BACA JUGA: Pendatang Surabaya Terancam Denda Rp 500.000, Jika Tak Isi Puntadewa

Istilah nonpribumi itu jadi polemik di masyarakat karena dianggap mendiskriminasi etnis tertentu. Menurut Ketua DPRD Surabaya, Adi Sutarwijono, pengurus RT dan RW memang diberi wewenang memungut iuran dari masyarakat namun setelah mendapat persetujuan lurah setempat.

"Kita sudah punya Perda Nomor 4 Tahun 2017 tentang Pedoman Pembentukan RT/RW dan LPMK. Di situ diatur bahwa RT/RW boleh melakukan penggalangan dana atau mencari sumber dana dari warga masyarakat. Tapi, ada Pasal 30 ayat 2 yang menyebutkan segala pungutan atau iuran dari masyarakat itu baru bisa berlaku setelah mendapatkan evaluasi dari lurah,” kata politikus PDI Perjuangan yang akrab disapa Awi ini, Rabu, 22 Januari 2020.

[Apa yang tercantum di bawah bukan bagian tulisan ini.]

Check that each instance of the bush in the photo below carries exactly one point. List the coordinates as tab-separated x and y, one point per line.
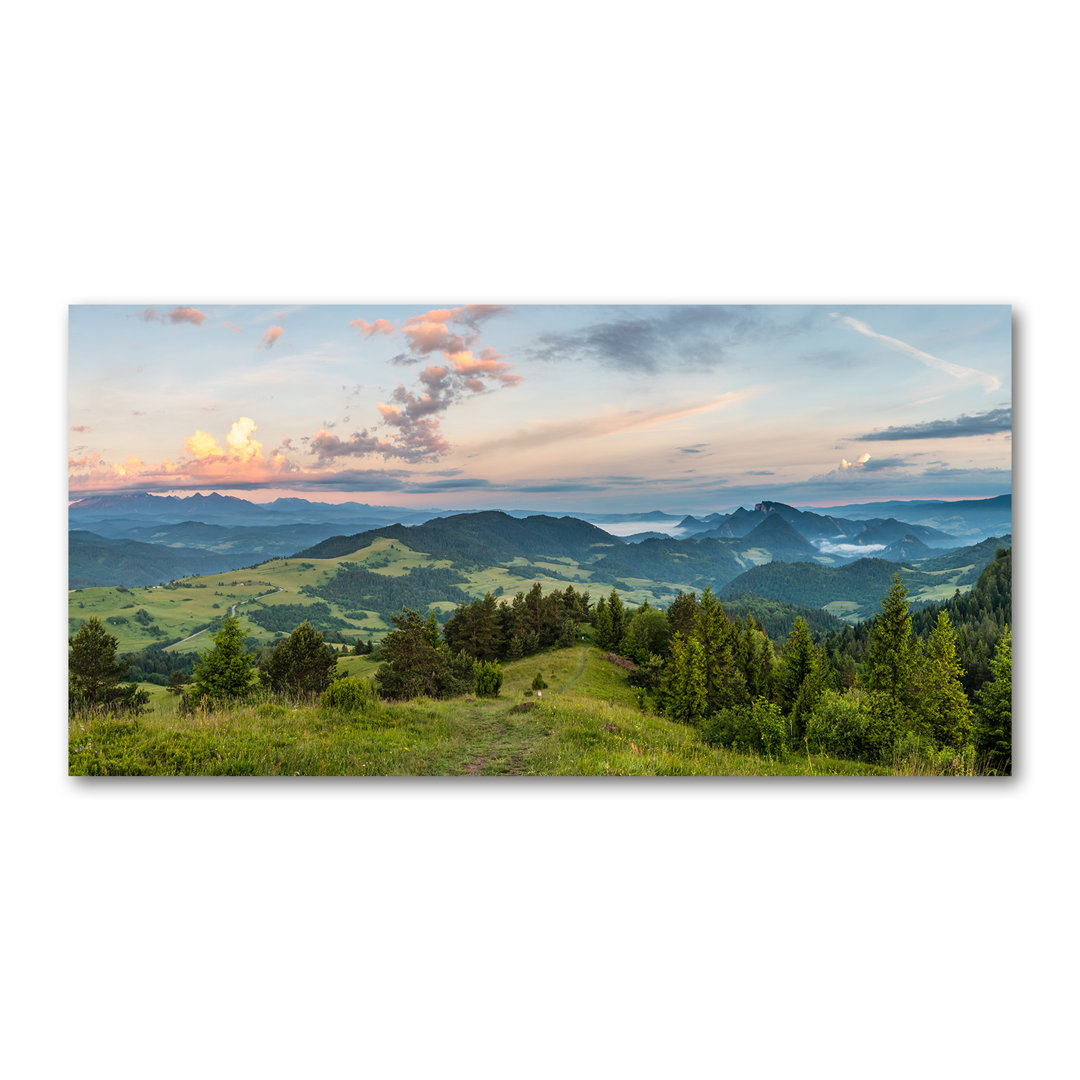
758	728
487	677
838	726
346	696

Sehingga menurutnya, masalah di Bangkingan itu tidak perlu terjadi jika lurah menjalankan pengawasan terhadap peraturan RT/RW.

Menurutnya, banyak perangkat lurah bahkan camat yang masih belum memahami isi perda tersebut. Ia mengklaim istilah nonpribumi yang ada dalam keputusan RT dan RW setempat hanya masalah pemilihan istilah yang kurang tepat.

"Kita harus percaya kepada mereka bahwa itu hanya persoalan keredaksionalan belaka dengan mencantumkan kata pribumi dan nonpribumi. Sejatinya sudah ada Undang-Undang Nomor 40 Tahun 2008 tentang Penghapusan Diskriminasi Etnis dan Ras, tapi itu juga tidak diketahui di tingkat bawah,” kata Awi.

Menurutnya, berdasarkan keterangan dari warga, yang dimaksud istilah pribumi adalah warga asli Bangkingan sedangkan nonpribumi adalah warga pendatang. “Tapi entah kenapa tertulis pribumi dan nonpribumi," katanya.

BACA JUGA: Kejari Tanjung Perak Periksa 100 RT/RW Penerima Dana Hibah

Awi mengapresiasi warga RW 03 Bangkingan yang cepat menyadari kekeliruan mereka. "Terbukti satu hari setelah viral, kemudian sudah ada rembuk warga dengan antar pengurus kampung tersebut,” katanya.

Agar kontroversi serupa tak terjadi di tempat lain, Awi meminta lurah dan camat lebih mengawasi pungutan RT/RW dan harus mengacu Perda Nomor 4 Tahun 2017.

Ia juga meminta Komisi A DPRD Surabaya mengundang Asisten 1 Bidang Pemerintahan Pemkot Surabaya, Kepala Bagian Pemerintahan dan Kepala Bagian Hukum untuk melakukan sosialisasi Perda Nomor 4 Tahun 2017 di kalangan lurah dan camat.

“Juga harus ada follow up (tindak lanjut) sosialisasi kepada RT/RW dan LPMK di seluruh Surabaya agar insiden itu tidak terulang kembali," ujarnya.